Fine-Tuning and LoRA¶
Fine-tuning adapts a pre-trained model to specific tasks, domains, or output styles. LoRA and PEFT methods make this practical on consumer hardware by training only a tiny fraction of parameters.
Key Facts¶
- RAG for adding knowledge, fine-tuning for changing behavior/style - often combined in production
- Before fine-tuning, establish baselines: zero-shot, few-shot, RAG performance
- 100 high-quality examples > 10,000 noisy examples (quality >> quantity)

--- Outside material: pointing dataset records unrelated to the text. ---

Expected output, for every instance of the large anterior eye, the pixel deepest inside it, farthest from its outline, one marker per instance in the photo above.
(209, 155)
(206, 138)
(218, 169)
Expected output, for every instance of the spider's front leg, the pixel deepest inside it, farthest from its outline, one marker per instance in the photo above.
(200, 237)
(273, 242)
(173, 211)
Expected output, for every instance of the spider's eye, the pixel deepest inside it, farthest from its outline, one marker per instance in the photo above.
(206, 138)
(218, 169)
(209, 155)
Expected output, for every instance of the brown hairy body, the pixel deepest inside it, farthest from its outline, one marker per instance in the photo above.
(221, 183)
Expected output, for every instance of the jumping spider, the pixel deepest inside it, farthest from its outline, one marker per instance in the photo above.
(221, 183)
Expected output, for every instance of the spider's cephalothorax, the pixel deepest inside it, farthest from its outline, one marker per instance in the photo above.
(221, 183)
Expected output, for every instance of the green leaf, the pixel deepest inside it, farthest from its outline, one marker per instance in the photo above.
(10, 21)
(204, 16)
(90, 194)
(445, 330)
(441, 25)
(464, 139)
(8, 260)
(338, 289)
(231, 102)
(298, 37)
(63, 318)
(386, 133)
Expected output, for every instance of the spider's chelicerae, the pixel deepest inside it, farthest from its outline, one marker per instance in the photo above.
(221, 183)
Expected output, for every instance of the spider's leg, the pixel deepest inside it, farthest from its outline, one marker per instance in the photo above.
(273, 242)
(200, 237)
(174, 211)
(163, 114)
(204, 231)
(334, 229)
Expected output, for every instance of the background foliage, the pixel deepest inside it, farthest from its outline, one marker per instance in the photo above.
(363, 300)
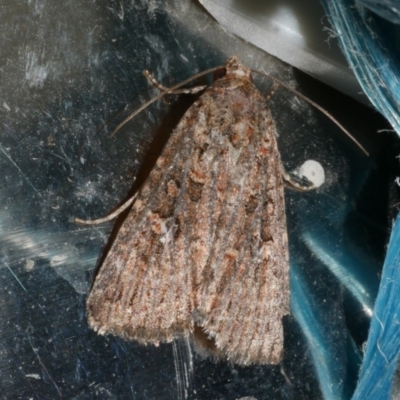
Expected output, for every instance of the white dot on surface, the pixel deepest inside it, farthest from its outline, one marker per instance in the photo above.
(313, 171)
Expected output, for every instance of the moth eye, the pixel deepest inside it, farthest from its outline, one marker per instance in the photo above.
(219, 73)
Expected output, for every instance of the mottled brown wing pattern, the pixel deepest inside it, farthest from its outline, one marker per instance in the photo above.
(244, 290)
(204, 247)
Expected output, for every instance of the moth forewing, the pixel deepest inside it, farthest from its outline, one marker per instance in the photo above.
(203, 252)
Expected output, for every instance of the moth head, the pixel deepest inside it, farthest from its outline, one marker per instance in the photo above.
(234, 67)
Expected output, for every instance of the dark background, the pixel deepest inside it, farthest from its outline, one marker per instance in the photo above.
(66, 69)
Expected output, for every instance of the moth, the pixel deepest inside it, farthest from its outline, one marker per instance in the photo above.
(203, 252)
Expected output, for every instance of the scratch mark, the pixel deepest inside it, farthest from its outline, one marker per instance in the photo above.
(43, 366)
(15, 276)
(20, 170)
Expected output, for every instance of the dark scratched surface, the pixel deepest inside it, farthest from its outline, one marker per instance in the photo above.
(66, 69)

- LoRA trains 0.1-1% of total parameters, reducing GPU memory by 4-8x
- QLoRA combines LoRA with 4-bit quantization: 7B model fine-tuning on ~6GB VRAM
When to Fine-Tune vs RAG¶
| Approach | Best For | Not For |
|---|---|---|
| RAG | Domain knowledge, frequently updated data | Changing model behavior/style |
| Fine-tuning | Behavior, output format, domain adaptation | Real-time knowledge updates |
| Both | Complex production systems needing both |
OpenAI Fine-Tuning¶
# 1. Prepare JSONL training data
# Each line: {"messages": [{"role": "system",...}, {"role": "user",...}, {"role": "assistant",...}]}
# 2. Upload training file
file = client.files.create(file=open("training.jsonl"), purpose="fine-tune")
# 3. Create fine-tuning job
job = client.fine_tuning.jobs.create(
training_file=file.id,
model="gpt-4o-mini-2024-07-18",
hyperparameters={"n_epochs": 3}
)
# 4. Use fine-tuned model
response = client.chat.completions.create(
model="ft:gpt-4o-mini:my-org::abc123",
messages=[...]
)
Data requirements: minimum 10 examples (50-100+ recommended), diverse, consistent format.

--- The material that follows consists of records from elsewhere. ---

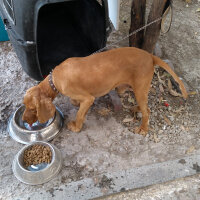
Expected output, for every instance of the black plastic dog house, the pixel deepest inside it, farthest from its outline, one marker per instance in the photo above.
(46, 32)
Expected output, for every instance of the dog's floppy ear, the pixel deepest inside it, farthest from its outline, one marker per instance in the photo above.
(45, 109)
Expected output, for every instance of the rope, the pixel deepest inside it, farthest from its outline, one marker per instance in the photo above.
(138, 30)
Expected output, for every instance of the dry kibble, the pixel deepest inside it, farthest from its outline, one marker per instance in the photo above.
(37, 154)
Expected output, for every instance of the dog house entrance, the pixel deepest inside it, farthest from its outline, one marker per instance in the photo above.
(69, 29)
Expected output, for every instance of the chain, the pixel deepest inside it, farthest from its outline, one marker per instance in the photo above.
(127, 36)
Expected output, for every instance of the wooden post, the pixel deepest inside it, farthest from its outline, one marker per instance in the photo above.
(153, 31)
(137, 20)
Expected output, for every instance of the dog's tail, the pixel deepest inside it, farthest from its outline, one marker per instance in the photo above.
(165, 66)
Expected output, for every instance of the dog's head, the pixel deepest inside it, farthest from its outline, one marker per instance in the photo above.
(38, 107)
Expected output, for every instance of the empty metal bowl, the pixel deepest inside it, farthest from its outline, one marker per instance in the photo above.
(24, 133)
(37, 176)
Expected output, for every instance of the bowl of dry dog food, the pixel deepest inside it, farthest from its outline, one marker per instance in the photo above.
(24, 133)
(37, 163)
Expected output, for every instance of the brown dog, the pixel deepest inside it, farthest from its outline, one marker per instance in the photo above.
(83, 79)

LoRA (Low-Rank Adaptation)¶
Full fine-tuning updates ALL parameters. For a 7B model, that's 7 billion weights requiring massive GPU memory. LoRA decomposes weight updates into two small matrices:
W_new = W_original + A * B
W_original: frozen (e.g., 4096 x 4096)
A: trainable (e.g., 4096 x 16) - rank=16
B: trainable (e.g., 16 x 4096)
Result: ~130K trainable parameters per layer instead of 16M. 99% fewer parameters.
Rank (r): controls expressiveness. Typical: 8, 16, 32, 64. Higher = more capacity, more memory.
LoRA with HuggingFace PEFT¶
from peft import LoraConfig, get_peft_model, TaskType
from transformers import AutoModelForCausalLM
model = AutoModelForCausalLM.from_pretrained("meta-llama/Llama-3.1-8B")
lora_config = LoraConfig(
r=16,
lora_alpha=32,
target_modules=["q_proj", "v_proj"],
lora_dropout=0.05,
task_type=TaskType.CAUSAL_LM
)
model = get_peft_model(model, lora_config)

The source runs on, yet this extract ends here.